Prévisible ou imprévu ?
Ils l’attendaient
avec impatience le palmarès qui clôture le FIFO ! Eux, les cinéastes,
leurs supporters. Et le public aussi, dont le verdict, introduit subrepticement
dans les urnes dressées à la porte des salles de projection, pèse lourd dans
l’attribution du prix qui leur est imputé.
Parmi
les films hors compétition, le jeu étant de s’employer à mener campagne de
visibilité hors des interviews médiatisées, des ″rencontres sous le banyan″, le
dialogue allait bon train sur les stands, les réseaux sociaux du net et bien
entendu, la fameuse… ″radio-cocotier″. L’heure est maintenant au champagne ou
aux mouchoirs. Chacun regrette cependant de devoir quitter l’ambiance
chaleureuse de Te Fare Tauhiti Nui (la maison de la culture de Pape’ete).

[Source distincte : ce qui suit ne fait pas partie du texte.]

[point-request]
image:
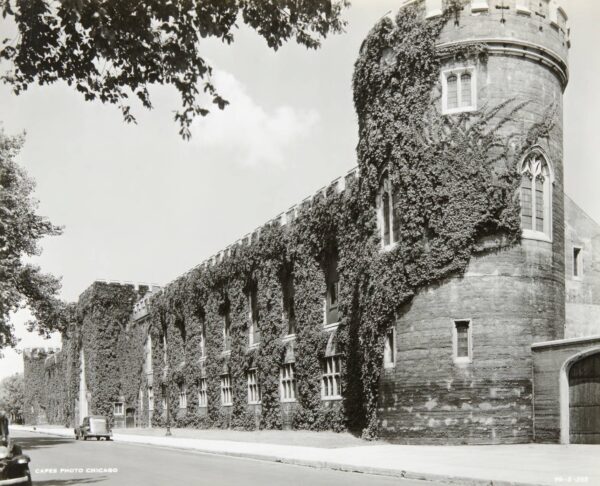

Hollie Fifer réalisatrice de « The Opposition » |
Découvrons avec vous, puisque nous n’avons
pas été conviés à la soirée des récompenses, les heureux lauréats de ce
festival qui a réuni en quelques jours une pléthore d’îles et de presqu’îles
océaniennes.
Le Palmarès
Le
palmarès du FIFO 2017 comprend d’abord celui du Jury pour les films en
compétition. Jury présidé par Stéphane Martin ; ensuite le prix de la
fondation internationale Okeanos, valorisant la « préservation des océans,
de l’environnement ou de la Culture océanienne ». Le public, lui, décerne
deux prix distincts : le prix du public et le prix du court-métrage. Quant
au Prix du meilleur scénario, il sort de l’un des Ateliers du FIFO ouverts au public et en est à sa 2ème
édition.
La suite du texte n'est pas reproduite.